SPF stands for Sender Policy Framework. It is a DNS record — specifically a TXT record — that lists the mail servers and IP addresses authorised to send email on behalf of your domain. When a receiving mail server gets an email from your domain, it checks the SPF record to verify the sending server is on the approved list.
Why SPF matters for deliverability
Without an SPF record, receiving servers have no way to confirm that an email claiming to be from your domain actually came from you. This makes your domain an easy target for spoofing — where someone sends email pretending to be you — and increases the likelihood that your legitimate emails are flagged as spam.

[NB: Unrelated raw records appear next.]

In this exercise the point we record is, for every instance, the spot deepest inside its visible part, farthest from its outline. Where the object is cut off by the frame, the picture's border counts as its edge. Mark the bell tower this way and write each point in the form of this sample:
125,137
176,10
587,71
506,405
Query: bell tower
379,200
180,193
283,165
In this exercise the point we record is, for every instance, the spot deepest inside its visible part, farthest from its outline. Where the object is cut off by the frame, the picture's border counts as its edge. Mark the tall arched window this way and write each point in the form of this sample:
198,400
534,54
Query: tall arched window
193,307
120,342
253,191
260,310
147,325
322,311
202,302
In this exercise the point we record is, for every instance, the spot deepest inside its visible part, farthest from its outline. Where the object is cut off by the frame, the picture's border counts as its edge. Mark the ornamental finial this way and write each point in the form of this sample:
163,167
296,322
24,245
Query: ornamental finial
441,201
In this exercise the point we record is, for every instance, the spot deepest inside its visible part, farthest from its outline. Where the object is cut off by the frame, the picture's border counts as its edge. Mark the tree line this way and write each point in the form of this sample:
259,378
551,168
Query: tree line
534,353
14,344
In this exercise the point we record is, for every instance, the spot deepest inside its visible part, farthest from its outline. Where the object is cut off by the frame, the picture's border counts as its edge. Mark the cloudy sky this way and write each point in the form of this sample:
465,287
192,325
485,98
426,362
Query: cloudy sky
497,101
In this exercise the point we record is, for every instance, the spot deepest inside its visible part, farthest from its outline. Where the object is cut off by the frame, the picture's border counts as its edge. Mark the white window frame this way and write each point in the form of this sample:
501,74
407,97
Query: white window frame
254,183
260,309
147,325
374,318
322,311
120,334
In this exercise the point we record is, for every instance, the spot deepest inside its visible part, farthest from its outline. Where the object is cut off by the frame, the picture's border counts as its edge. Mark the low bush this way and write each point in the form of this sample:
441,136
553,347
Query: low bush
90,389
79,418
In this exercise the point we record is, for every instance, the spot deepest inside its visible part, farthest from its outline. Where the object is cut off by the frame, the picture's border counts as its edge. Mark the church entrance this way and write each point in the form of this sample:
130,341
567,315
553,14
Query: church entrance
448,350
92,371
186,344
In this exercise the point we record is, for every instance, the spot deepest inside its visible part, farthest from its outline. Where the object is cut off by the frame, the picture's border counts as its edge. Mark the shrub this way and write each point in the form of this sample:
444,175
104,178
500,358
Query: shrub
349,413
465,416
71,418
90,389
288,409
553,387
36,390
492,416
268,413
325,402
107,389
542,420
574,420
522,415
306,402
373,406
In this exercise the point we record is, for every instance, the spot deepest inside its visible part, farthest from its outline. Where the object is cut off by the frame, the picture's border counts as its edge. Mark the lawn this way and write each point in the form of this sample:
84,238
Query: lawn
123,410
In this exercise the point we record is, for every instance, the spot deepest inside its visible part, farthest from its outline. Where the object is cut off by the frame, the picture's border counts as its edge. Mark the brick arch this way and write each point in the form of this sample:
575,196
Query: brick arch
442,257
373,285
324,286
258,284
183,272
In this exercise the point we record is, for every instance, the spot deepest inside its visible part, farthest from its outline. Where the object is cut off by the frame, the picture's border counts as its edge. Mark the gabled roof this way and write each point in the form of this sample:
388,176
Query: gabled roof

Major email providers like Gmail, Outlook, and Yahoo use SPF as one of the primary signals when deciding whether to deliver an email to the inbox or the spam folder.
How to read an SPF record
An SPF record looks like this:
v=spf1 include:_spf.google.com include:spf.protection.outlook.com ~all
Breaking this down:
- v=spf1 — declares this as an SPF record
- include:_spf.google.com — authorises Google Workspace servers
- include:spf.protection.outlook.com — authorises Microsoft 365 servers
- ~all — soft fail: any server not listed may be flagged but not rejected
The ~all vs -all decision
The ending directive of your SPF record controls what happens to email from unauthorised sources. A soft fail (~all) allows the email through but marks it as suspicious. A hard fail (-all) instructs receiving servers to reject the email outright. Most senders start with ~all and move to -all once they are confident all their legitimate sending sources are included.
Common SPF mistakes
The most common mistake is having too many DNS lookups in a single SPF record. SPF allows a maximum of 10 DNS lookups per check — exceeding this causes the SPF check to fail permanently. If you use multiple email providers, each include directive counts as one lookup.
Another common mistake is having multiple SPF records for the same domain. You can only have one SPF TXT record. If you need to include multiple providers, combine them into a single record.
How BounceProtect uses SPF
BounceProtect checks the SPF record of every domain in your email list as part of the validation pipeline. A domain without a valid SPF record is more likely to have deliverability problems, which is factored into the deliverability score and send recommendation.